KN Rao, Director-Energy & Environment, ACC Ltd
ACC has deployed a huge amount of technical resources and also made huge investments for pre-processing facilities and feeding system in various plants of ACC for use of AFR in cement manufacturing process, says KN Rao, Director-Energy & Environment, ACC Ltd. Excerpts from the interview…
Could you shed some light on the roadmap for optimising the use of AFR?
Our active participation as members of the Cement Sustainability Initiative in India culminated in 2012 in the charting of the low carbon technology roadmap for cement industry. We are working diligently as per our technology roadmap to cut emissions by a further 20 per cent by 2040.
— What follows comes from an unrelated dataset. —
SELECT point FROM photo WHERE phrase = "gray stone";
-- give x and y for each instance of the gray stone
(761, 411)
What are the types of AFRs used in your plants?
ACC uses various hazardous wastes as raw materials such as waste generated from Nanjangud unit of Jubilant Organosys (Karnataka) are disposed through co-processing in ACC?s Wadi Cement Works (Karnataka) while at the Kymore Plant in Madhya Pradesh, ACC is using cow-dung and wild weeds as alternative fuels to fire its cement kilns. The company is utilising wastes from agro industry, municipalities and industries like paints, automobiles, textile machinery, steel plants, FMCGs, refineries and petrochemicals, among others. In some of its plants, the company also uses plastic as a raw material to generate energy in producing cement. Even materials like rubber tubes which cannot be composted are burned in the cement kilns without affecting environment in anyway.
What is the percentage of TSR achieved?
ACC provides its co-processing services to more than 20 different industrial sectors and more than 10 municipal corporations, at nine of its cement plants located across the country. This process has been successfully initiated in many ACC plants located across India at Karnataka, Odisha, Madhya Pradesh, Himachal Pradesh, and Rajasthan to name a few.
About 40 per cent thermal substitution of coal with waste in a million tonne capacity plant reduces one lakh tonne of carbon emissions. About 2.5 million tonne of fossil fuel (coal) is saved with the substitution of 5 per cent waste ACC co-processes.
A quantum leap was achieved in the usage of AFR, thereby enabling a TSR of 4.36 per cent against a target of 4.12 per cent (annual report 2013).
To what extent this has resulted in reducing the carbon footprint?
The various initiatives taken resulted in reducing the specific CO2 emissions per tonne of cement to 526 kg CO2/tonne of cement from 538 kg CO2/tonne of cement. The CO2emission per tonne of cement including emissions from onsite power generation has been reduced to 617 kg CO2/tonne of cement from 641 kg CO2/tonne of cement.